朝チュン2

375 名前:名無しさん@ピンキー[sage] 投稿日:2012/07/31(火) 01:38:42.30 ID:rP2DjM5S
>>365の展開書いてみた


ニャル子が意識を覚醒させたとき、最初に感じたのは違和感だった。
いつもの自分のベッドにしては、枕が随分硬い。それに何か自分の上に乗っているかのような重みがある。
にも関わらず、それらはけして不快ではない。むしろ誰かに抱かれているかのように、妙に安心感がある。
(あったかくって……気持ちい……)
あまりの心地よさにせっかく浮上しかけた意識がまた沈みそうになる。
(うにゅう……起きないと、まひろさんが……真尋さん……?)
その名前を思い浮かべたと同時、昨夜の記憶がフラッシュバックする。
その記憶が確かならば、ここはニャル子の部屋ではない。ということは、この違和感は。
「まっ……!!?」
一気に冴えた頭が導き出した答えに瞼を開けると、愛しい少年の寝顔が目の前にあり危うく悲鳴をあげるところだった。もちろん黄色いやつ。
咄嗟に両手で自分の口をおさえ、真尋の様子を伺う。
規則的な寝息を立てて、幸い起きてはいないようだった。
ほっと一息吐いて、あらためて状況を確認する。
硬いと思っていた枕は、予想通りというか真尋の腕枕だった。真尋のもう片手はニャル子の腰に回っている。感じた重みの正体はこれだった。
抱かれているような、というか実際抱かれていたわけだ。愛しの八坂真尋に。
(そりゃ気持ちも心地もいいに決まってますよ……)
しかもとんでもないことに、真尋の腕は直接ニャル子の素肌に触れている。昨夜は服を脱いだ記憶しかないので当然だが。
昨夜。
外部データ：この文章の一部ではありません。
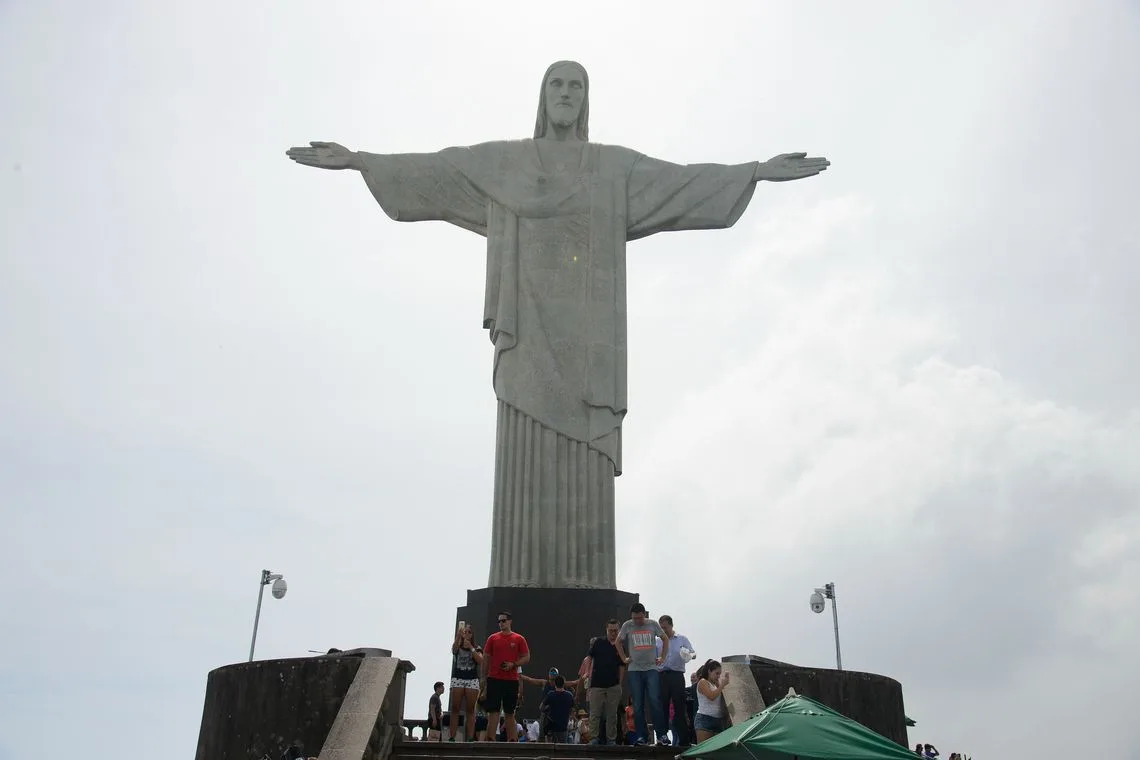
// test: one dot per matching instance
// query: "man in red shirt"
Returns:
(504, 654)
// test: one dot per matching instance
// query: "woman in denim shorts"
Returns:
(465, 660)
(710, 710)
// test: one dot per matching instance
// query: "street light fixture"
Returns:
(278, 591)
(819, 604)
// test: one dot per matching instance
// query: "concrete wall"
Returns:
(874, 701)
(254, 708)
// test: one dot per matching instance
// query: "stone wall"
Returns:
(874, 701)
(257, 708)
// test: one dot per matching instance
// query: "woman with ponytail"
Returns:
(710, 708)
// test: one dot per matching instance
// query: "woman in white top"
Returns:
(710, 709)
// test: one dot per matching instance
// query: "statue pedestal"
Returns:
(556, 622)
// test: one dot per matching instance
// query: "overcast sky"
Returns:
(914, 375)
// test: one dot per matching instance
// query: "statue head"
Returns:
(564, 99)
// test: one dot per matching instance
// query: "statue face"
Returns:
(566, 89)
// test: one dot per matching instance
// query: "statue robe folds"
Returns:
(555, 311)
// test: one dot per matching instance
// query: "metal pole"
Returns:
(257, 615)
(835, 618)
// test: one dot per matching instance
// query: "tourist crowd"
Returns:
(645, 655)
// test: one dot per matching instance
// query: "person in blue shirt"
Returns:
(559, 704)
(673, 680)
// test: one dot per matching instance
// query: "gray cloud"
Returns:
(913, 375)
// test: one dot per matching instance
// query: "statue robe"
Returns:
(555, 311)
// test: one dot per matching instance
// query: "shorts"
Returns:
(465, 683)
(502, 695)
(703, 722)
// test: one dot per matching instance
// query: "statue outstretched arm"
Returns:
(325, 155)
(409, 187)
(788, 166)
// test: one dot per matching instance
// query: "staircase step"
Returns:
(528, 750)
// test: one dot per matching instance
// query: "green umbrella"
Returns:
(799, 727)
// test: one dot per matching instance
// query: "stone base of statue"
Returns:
(556, 622)
(870, 699)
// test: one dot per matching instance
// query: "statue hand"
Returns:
(324, 155)
(790, 165)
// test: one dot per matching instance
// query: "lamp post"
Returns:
(278, 591)
(817, 605)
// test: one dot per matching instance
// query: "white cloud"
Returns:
(913, 376)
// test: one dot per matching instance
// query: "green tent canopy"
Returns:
(799, 727)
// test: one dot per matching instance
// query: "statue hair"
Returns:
(581, 127)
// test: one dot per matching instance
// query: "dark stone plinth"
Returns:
(558, 623)
(257, 708)
(874, 701)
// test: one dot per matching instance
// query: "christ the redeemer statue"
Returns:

そう、昨夜だ。
「ふにゅう……」
今度はフラッシュバックどころか鮮明に思い出してしまって、ニャル子は一人顔を紅くした。
ニャル子にとっては何度も夢見たことで、今さら照れるというのもおかしな話だが、やはり理想と現実は別だった。
(真尋さん、すごかったぁ……)
正直、現実のほうが凄すぎた。
自分を組み敷く真尋の顔とか、名前を呼んだ声とか。
女顔に似合わず男らしいことは知っていたが、あんな真尋は知らなかった。
あんな、優しく触れてきたりキスを求めらたり、気遣いながらも余裕なく自分を貫いて……。
(うにゃあああぁぁぁぁ!!)
細部まで思い出して、羞恥だか歓喜だかわからないもので叫びたくなった。
ギリギリ叫ばなかったのは頭の隅に真尋を起こしてはいけないという意識があったからだ。
代わりに布団を思いっきり引っ張りあげて顔を埋める。
「ん……」
その時、真尋が僅かに身じろいだ。
たとえ絶叫しなくとも、腕の中でもだもだと暴れれば当然である。
ニャル子はおそるおそる布団から顔を上げた。
(お、起きます?起きちゃいます?ま、まだ心の準備がががっ)
第一声は何と声をかけるべきだろうか。ここはベターにコーヒーの準備をしておくとか?いっそニヒルに煙草吹かしとくとか?
取りとめもないことが脳内を巡り、最後には結局昨夜の真尋を思い出す。
真尋は自分にやさしい声をかけてくれるのだろうかと思ったらダメだった。
むず痒いものが胸に込み上げて、こんなときどんな顔をすればいいかわからない。
混乱するニャル子にとって幸か不幸か、真尋はまだ目覚めなかった。
しばし身じろいだ後、腕の中のものを強く抱きこむとようやく落ち着けたのか、また夢の世界に旅立っていく。
現実世界にニャル子を残して。
(な、ななななんくぁwせdrftgyふじこlp!?)
先も言ったように、ふたりは服を一切着ていない。加えてこの密着した状況。
いやがおうにも昨夜のことを思い出して、顔に熱が集まってくる。
ここにきてニャル子はコーヒーより何より、最初に服を着るべきだったと気付いた。既に手遅れだったが。
無理に抜け出そうとすると真尋を起こしてしまいそうで、怖くてできない。
密着した胸から伝わる鼓動は穏やかなリズムを刻んでいるのに、対してニャル子の心臓はうるさいほど早鐘を打つ。
このままでは心臓のほうが先に壊れてしまいそうだ。
「私にどうしろっていうんですか真尋さぁん……」
それでもこの状況に喜んでいる自分も自覚していて。
ニャル子は誤魔化すように真尋の胸に顔を埋めた。